5 winners of 2017: most read posts of the year

The end of the year is a traditional time for some reviews and conclusions. Although it is actually always a good moment to revise and draw conclusions… Just that on other occasions there seem to be more excuses not to – LOL. Anyways, let me follow the trend and give you my top 5 articles of the year – the ones read close to 2K times and which triggered some truly interesting conversations with my readers (whom I am sincerely grateful for, as I always love exchanging opinions!).
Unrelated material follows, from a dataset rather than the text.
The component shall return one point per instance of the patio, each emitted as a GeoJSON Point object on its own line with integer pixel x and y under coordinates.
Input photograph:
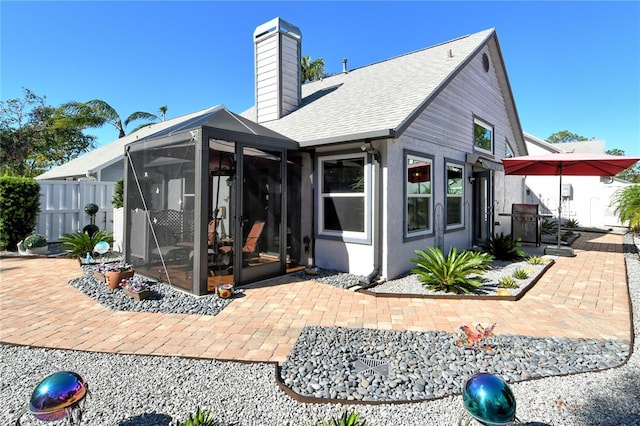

Et voila! Here are the “winners”:

  1. The most read article of the year on the blog is “How to boil a frog?” — a story of how I managed to persuade my mother to allow me to buy a car despite her categorical “no” (and how to get those “mission impossible” type of outcomes in general)
  2. The “silver” medal goes to the article, which talks about the dangers of goals, or more precisely “Why achieving goals could screw up your life?
  3. Two completely opposite reasons of our procrastination with introducing change in our lives is discussed in the third most read of 2017 — “Why are we so afraid to try?
  4. To read about some of my sweet African memories and how elephants made me understand how much more enriching a life can be if you never lose excitement and never cease to be grateful — have a look at “The elephant effect“.
  5. And finally — the article published in 2016 which remains to be one of the most read also this year is “Getting to know yourself” — a collection of links to free online resources for psychological tests, which I believe are truly good to know, especially if you are interested in self-development and in self-awareness in general.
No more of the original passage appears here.